Osnabrück (epd). Die niedergelassenen Ärzte in Deutschland fordern eine baldige Komplett-Aufhebung der Impfpriorisierung für alle Vakzine. "Spätestens in zwei, drei Wochen sollte die Priorisierung aufgehoben werden, da erwarten wir ein klares Signal des Impfgipfels", sagte Dirk Heinrich, Vorsitzender des Ärzteverbandes Virchowbund, der "Neuen Osnabrücker Zeitung" (Sonntag). "Wenn die Gruppe 2, also die 70- bis 80-Jährigen und schwer Vorerkrankten, weitgehend durchgeimpft ist, braucht es die Freigabe. So weit sind wir Mitte Mai." Bund und Länder wollen am Montag einen Impfgipfel abhalten.

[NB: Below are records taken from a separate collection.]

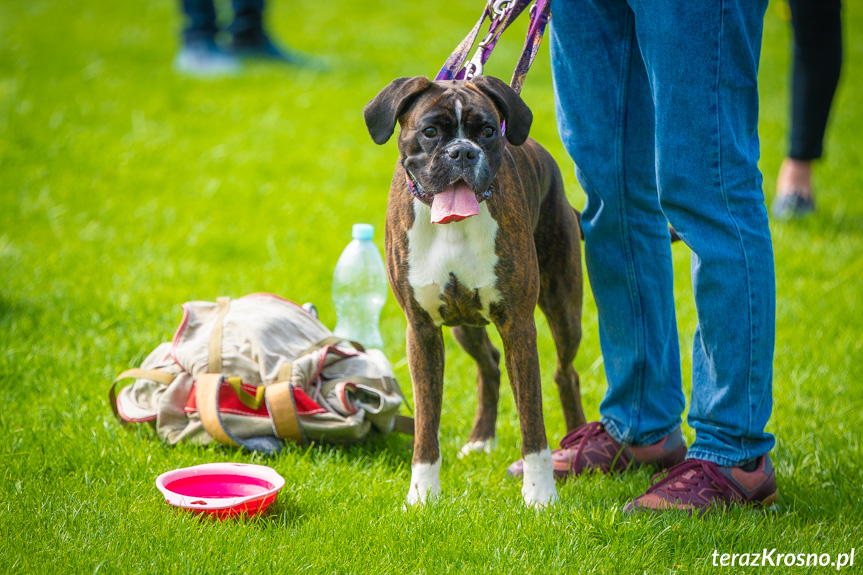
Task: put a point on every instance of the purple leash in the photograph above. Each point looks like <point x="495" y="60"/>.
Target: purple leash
<point x="502" y="14"/>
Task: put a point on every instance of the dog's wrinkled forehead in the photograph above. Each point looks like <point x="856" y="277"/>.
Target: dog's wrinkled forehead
<point x="453" y="107"/>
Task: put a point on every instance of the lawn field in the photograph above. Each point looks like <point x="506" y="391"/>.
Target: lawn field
<point x="126" y="190"/>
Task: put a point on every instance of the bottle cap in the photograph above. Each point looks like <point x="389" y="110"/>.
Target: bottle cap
<point x="363" y="231"/>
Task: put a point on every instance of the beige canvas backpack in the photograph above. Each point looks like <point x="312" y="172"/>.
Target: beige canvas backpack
<point x="256" y="371"/>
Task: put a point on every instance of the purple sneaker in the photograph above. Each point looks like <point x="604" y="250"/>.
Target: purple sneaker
<point x="591" y="448"/>
<point x="698" y="485"/>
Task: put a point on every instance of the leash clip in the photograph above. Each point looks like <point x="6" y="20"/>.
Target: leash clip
<point x="500" y="6"/>
<point x="474" y="67"/>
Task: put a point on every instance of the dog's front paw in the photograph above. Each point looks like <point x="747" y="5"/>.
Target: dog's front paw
<point x="425" y="482"/>
<point x="539" y="489"/>
<point x="485" y="446"/>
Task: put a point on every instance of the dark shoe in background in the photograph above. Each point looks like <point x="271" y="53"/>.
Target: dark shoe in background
<point x="792" y="205"/>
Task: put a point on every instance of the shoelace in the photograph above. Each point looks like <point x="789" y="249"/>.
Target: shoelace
<point x="675" y="479"/>
<point x="580" y="437"/>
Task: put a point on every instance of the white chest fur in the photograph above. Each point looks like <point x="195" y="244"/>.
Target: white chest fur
<point x="438" y="251"/>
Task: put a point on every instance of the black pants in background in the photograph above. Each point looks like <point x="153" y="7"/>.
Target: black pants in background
<point x="817" y="62"/>
<point x="201" y="22"/>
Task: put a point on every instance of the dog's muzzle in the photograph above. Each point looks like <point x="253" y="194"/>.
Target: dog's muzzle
<point x="452" y="204"/>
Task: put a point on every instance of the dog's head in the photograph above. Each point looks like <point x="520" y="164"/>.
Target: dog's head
<point x="450" y="140"/>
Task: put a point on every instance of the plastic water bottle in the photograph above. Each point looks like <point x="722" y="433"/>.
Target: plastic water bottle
<point x="360" y="289"/>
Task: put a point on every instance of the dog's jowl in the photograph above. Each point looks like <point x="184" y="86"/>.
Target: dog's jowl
<point x="479" y="231"/>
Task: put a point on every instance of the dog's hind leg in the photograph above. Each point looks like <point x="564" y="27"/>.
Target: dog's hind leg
<point x="560" y="298"/>
<point x="476" y="343"/>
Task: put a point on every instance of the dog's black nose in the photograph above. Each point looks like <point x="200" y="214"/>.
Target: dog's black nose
<point x="462" y="155"/>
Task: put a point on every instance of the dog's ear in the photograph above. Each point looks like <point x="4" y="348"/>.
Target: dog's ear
<point x="510" y="105"/>
<point x="391" y="104"/>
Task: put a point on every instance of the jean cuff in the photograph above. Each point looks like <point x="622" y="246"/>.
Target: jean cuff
<point x="614" y="431"/>
<point x="719" y="459"/>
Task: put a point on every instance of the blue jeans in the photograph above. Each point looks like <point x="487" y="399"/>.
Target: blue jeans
<point x="657" y="103"/>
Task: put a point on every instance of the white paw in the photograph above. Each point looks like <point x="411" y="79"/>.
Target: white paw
<point x="539" y="489"/>
<point x="425" y="482"/>
<point x="472" y="447"/>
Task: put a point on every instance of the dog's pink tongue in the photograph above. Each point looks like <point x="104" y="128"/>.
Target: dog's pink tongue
<point x="454" y="204"/>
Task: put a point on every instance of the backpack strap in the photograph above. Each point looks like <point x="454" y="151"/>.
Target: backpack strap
<point x="280" y="404"/>
<point x="214" y="359"/>
<point x="136" y="373"/>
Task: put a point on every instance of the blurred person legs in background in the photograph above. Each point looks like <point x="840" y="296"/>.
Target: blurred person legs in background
<point x="817" y="28"/>
<point x="201" y="55"/>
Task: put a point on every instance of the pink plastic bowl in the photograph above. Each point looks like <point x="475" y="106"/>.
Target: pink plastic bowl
<point x="221" y="489"/>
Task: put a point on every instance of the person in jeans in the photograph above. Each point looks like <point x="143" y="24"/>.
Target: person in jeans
<point x="200" y="55"/>
<point x="817" y="65"/>
<point x="657" y="104"/>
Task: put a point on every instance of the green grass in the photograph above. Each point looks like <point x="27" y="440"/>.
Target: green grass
<point x="126" y="190"/>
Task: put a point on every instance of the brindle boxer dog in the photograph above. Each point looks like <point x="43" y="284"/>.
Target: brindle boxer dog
<point x="479" y="231"/>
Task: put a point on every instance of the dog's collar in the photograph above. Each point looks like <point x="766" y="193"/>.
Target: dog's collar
<point x="418" y="193"/>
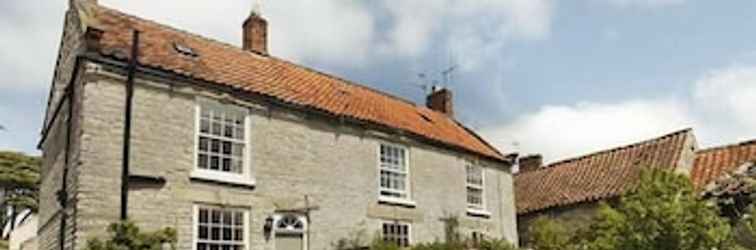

Ein Vorschlag von Bundesgesundheitsminister Jens Spahn (CDU), im Laufe des Junis die Priorisierung aufzuheben, komme "viel zu spät", sagte Heinrich. Ab Mai gehe es um 1,5 Millionen Impfdosen pro Woche für die niedergelassenen Ärzte, ab Juni seien es bis zu 3,5 Millionen Dosen. "Schon für das Impfen allein müssen die Praxen zusätzliche Sprechstunden anbieten. Kommt dann noch die Suche nach den Berechtigten hinzu, wäre das schlicht nicht mehr zu stemmen", warnte er. "Also: Fällt die Priorisierung nicht schnellstens weg, bürokratisieren wir uns einen Impfstau herbei."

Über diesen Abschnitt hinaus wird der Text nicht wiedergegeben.